Just to confirm: container.yaml

      1 oras: gitlabxyz.nrc-cnrc.gc.ca/nrcfieldsa/singularity-test/lolnrc
      2 port: 4000
      3 url: https://gitlabxyz.nrc-cnrc.gc.ca/nrcfieldsa/singularity-test/
      4 maintainer: '@nrcfieldsa'
      5 description: Cowsay NRC from GitLab
      ..
vsoch commented 2 years ago

@nrcfieldsa it looks like the module name is messed up too , but let's start with the port. Can you add prints here https://github.com/singularityhub/singularity-hpc/pull/476/files#diff-39abab5db87b7192cc19b4f52519004d2a02e30e4b748a35d883c88651a58a3dR66 so we can figure out where the :: is generated?
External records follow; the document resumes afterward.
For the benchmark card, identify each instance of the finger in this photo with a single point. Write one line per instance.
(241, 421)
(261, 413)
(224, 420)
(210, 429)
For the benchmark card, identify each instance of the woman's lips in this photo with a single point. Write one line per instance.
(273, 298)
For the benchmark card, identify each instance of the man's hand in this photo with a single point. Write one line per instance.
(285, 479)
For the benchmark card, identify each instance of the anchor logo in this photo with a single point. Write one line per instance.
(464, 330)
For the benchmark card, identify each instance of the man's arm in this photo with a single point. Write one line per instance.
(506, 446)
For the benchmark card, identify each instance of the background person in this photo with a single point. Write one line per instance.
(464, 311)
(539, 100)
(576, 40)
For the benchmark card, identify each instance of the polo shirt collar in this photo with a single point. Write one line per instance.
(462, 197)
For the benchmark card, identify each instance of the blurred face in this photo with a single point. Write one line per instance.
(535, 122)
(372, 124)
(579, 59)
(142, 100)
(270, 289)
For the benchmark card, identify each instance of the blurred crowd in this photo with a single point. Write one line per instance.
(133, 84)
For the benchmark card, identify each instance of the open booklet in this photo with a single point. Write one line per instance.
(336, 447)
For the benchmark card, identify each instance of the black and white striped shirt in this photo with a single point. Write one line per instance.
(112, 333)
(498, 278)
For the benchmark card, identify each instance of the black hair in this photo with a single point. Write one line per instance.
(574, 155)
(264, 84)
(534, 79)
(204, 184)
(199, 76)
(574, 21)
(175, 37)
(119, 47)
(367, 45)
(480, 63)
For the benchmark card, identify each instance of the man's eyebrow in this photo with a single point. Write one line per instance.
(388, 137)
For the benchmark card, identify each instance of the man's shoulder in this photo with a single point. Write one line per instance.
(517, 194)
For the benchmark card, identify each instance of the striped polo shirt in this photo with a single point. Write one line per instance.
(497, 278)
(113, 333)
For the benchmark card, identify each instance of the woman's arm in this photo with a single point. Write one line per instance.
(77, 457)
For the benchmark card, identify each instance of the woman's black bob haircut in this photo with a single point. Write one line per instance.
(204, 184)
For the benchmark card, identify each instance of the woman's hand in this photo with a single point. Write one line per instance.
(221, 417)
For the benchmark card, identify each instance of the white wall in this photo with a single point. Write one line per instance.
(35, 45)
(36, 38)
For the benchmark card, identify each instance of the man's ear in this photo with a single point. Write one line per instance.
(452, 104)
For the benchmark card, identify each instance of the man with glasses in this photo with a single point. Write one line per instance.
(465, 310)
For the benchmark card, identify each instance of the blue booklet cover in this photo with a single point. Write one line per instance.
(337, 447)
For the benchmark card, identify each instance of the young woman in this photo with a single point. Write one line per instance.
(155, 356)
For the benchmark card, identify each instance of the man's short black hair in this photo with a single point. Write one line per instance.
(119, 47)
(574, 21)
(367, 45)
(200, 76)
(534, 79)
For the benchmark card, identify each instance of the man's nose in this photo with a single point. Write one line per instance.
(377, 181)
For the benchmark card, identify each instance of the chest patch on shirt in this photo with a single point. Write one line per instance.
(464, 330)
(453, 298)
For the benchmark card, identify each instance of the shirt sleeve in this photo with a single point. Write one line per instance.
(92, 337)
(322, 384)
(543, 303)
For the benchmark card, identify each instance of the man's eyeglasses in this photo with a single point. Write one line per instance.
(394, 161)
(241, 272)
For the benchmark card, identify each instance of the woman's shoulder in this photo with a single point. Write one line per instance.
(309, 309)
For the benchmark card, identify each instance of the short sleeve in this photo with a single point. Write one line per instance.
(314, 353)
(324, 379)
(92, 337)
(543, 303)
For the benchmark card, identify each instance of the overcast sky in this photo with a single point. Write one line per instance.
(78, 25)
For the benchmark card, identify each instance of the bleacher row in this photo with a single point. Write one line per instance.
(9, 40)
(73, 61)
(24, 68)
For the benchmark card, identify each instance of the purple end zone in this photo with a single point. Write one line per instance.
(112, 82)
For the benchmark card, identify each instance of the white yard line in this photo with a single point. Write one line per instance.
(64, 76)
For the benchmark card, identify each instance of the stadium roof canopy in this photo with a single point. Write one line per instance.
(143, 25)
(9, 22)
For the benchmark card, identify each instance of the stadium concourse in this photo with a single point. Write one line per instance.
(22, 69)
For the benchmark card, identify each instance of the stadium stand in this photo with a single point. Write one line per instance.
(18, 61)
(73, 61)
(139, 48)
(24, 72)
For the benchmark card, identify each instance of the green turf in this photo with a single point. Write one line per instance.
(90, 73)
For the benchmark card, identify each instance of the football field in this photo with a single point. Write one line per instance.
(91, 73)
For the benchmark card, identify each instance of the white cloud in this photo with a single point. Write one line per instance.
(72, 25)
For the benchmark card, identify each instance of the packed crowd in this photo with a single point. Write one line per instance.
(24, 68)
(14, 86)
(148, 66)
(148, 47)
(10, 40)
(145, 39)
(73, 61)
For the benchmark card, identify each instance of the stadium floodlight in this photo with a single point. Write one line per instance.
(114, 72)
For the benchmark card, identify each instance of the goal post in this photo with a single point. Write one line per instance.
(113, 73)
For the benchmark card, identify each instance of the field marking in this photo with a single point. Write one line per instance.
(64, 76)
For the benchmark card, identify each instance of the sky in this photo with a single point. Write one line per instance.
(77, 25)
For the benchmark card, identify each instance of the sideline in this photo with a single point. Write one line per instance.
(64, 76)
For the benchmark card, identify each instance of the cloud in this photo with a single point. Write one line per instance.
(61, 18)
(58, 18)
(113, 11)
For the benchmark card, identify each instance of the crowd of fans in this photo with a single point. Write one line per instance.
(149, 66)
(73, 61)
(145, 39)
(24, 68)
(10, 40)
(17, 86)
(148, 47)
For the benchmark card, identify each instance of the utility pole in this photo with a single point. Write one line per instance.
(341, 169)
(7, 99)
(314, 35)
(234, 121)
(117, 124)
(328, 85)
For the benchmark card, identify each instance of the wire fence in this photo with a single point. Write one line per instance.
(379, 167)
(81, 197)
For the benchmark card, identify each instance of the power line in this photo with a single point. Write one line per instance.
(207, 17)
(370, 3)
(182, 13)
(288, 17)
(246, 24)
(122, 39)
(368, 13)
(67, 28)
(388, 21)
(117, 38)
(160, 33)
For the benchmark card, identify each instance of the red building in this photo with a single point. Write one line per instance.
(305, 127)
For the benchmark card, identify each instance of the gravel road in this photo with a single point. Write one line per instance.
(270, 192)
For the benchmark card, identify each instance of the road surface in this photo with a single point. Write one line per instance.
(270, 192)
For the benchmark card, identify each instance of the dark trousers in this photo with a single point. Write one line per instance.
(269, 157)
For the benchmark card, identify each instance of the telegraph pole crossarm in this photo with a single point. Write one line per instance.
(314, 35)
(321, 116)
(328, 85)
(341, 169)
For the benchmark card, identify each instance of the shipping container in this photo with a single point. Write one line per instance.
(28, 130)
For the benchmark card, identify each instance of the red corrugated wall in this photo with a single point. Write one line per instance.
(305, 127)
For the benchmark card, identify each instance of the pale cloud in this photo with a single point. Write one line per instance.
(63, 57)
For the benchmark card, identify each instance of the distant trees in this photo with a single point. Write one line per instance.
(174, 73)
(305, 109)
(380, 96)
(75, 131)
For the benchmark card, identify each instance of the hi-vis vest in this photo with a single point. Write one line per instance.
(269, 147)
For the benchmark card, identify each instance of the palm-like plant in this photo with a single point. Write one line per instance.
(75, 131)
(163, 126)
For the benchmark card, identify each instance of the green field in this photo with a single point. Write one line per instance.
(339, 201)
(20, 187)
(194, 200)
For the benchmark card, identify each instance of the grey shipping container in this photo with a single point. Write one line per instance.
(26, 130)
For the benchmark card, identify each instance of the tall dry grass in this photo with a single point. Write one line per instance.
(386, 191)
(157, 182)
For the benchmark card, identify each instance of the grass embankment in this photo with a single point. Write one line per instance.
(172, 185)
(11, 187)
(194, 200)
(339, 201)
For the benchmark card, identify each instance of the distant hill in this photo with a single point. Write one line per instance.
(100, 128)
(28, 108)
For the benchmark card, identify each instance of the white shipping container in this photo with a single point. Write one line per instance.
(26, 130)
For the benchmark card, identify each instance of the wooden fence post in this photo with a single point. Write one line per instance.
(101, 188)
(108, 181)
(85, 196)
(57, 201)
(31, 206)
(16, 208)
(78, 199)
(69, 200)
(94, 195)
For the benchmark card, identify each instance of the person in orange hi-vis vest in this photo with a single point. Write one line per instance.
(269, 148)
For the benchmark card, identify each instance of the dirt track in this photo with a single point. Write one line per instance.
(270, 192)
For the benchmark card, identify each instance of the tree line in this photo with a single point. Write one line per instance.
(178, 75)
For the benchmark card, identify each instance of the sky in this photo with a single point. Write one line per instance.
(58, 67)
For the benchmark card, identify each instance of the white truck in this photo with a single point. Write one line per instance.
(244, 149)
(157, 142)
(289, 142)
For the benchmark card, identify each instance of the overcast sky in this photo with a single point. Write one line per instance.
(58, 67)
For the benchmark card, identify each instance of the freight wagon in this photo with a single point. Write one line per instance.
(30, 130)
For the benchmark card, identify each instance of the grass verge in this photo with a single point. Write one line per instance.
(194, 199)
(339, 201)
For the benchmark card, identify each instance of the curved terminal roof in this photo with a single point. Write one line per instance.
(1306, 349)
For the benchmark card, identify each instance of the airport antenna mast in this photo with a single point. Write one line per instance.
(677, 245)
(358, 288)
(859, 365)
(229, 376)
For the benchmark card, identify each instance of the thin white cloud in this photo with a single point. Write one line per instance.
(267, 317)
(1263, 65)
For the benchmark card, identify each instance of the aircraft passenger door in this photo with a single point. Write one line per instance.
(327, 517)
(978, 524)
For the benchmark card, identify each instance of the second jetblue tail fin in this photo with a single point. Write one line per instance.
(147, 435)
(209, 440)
I can't figure it out just looking at the code.

nrcfieldsa commented 2 years ago

Error message with print statements:

[nrcfieldsa@container-test singularity-hpc]$ shpc install lolnrc
port = :4000
host + : + port + / + rest = gitlabxyz.nrc-cnrc.gc.ca::4000/nrcfieldsa/singularity-test/lolnrc
singularity pull --name /home/nrcfieldsa/github.com/singularityhub/singularity-hpc/modules/gitlabxyz.nrc-cnrc.gc.ca/nrcfieldsa/singularity-test/lolnrc/latest/gitlabxyz.nrc-cnrc.gc.ca-nrcfieldsa-singularity-test-lolnrc-latest-sha256:91b243d9397763ba3a7a5e12625507589544b4fc90db71db34072680d6926e17.sif oras://gitlabxyz.nrc-cnrc.gc.ca::4000/nrcfieldsa/singularity-test/lolnrc@sha256:91b243d9397763ba3a7a5e12625507589544b4fc90db71db34072680d6926e17
FATAL:   While pulling image from oci registry: error fetching image to cache: failed to get checksum for oras://gitlabxyz.nrc-cnrc.gc.ca::4000/nrcfieldsa/singularity-test/lolnrc@sha256:91b243d9397763ba3a7a5e12625507589544b4fc90db71db34072680d6926e17: while resolving reference: address gitlabxyz.nrc-cnrc.gc.ca::4000: too many colons in address
FATAL:   While pulling image from oci registry: error fetching image to cache: failed to get checksum for oras://gitlabxyz.nrc-cnrc.gc.ca::4000/nrcfieldsa/singularity-test/lolnrc@sha256:91b243d9397763ba3a7a5e12625507589544b4fc90db71db34072680d6926e17: while resolving reference: address gitlabxyz.nrc-cnrc.gc.ca::4000: too many colons in address
There was an issue pulling None

Fix is to eliminate the second ":" being added after host:

nrcfieldsa@container-test singularity-hpc]$ git diff -v add/port
diff --git a/shpc/main/container/base.py b/shpc/main/container/base.py
index de473bbc4..cf11da7af 100644
--- a/shpc/main/container/base.py
+++ b/shpc/main/container/base.py
@@ -71,10 +71,12 @@ class ContainerTechnology:
         """
         # If there is a config port, we need to add to end of URI
         port = ":" + str(config.port) if config.port else ""
+        print("port = %s" % port)
         if not port:
             return uri
         host, rest = uri.split("/", 1)
-        return host + ":" + port + "/" + rest
+        print("host + port + / + rest = %s" % (host + port + "/" + rest))
+        return host + port + "/" + rest

     def add_environment(self, module_dir, envars, environment_file):
         """

[nrcfieldsa@container-test singularity-hpc]$ shpc install lolnrc
port = :4000
host + port + / + rest = gitlabxyz.nrc-cnrc.gc.ca:4000/nrcfieldsa/singularity-test/lolnrc
singularity pull --name /home/nrcfieldsa/github.com/singularityhub/singularity-hpc/modules/gitlabxyz.nrc-cnrc.gc.ca/nrcfieldsa/singularity-test/lolnrc/latest/gitlabxyz.nrc-cnrc.gc.ca-nrcfieldsa-singularity-test-lolnrc-latest-sha256:91b243d9397763ba3a7a5e12625507589544b4fc90db71db34072680d6926e17.sif oras://gitlabxyz.nrc-cnrc.gc.ca:4000/nrcfieldsa/singularity-test/lolnrc@sha256:91b243d9397763ba3a7a5e12625507589544b4fc90db71db34072680d6926e17
INFO:    Using cached SIF image
INFO:    Using cached SIF image
/home/nrcfieldsa/github.com/singularityhub/singularity-hpc/modules/gitlabxyz.nrc-cnrc.gc.ca/nrcfieldsa/singularity-test/lolnrc/latest/gitlabxyz.nrc-cnrc.gc.ca-nrcfieldsa-singularity-test-lolnrc-latest-sha256:91b243d9397763ba3a7a5e12625507589544b4fc90db71db34072680d6926e17.sif
Module lolnrc:latest was created.

[nrcfieldsa@container-test singularity-hpc]$ ls -l modules/gitlabxyz.nrc-cnrc.gc.ca/nrcfieldsa/singularity-test/lolnrc/latest/module.lua
-rw-rw-r--. 1 nrcfieldsa nrcfieldsa 5125 Feb  3 12:23 modules/gitlabxyz.nrc-cnrc.gc.ca/nrcfieldsa/singularity-test/lolnrc/latest/module.lua

It appears that the module name is correct as the '/nrcfieldsa/singularity-test/lolnrc' path matches the project path on the GitLab server gitlabxyz.nrc-cnrc.gc.ca accessed on port 4000.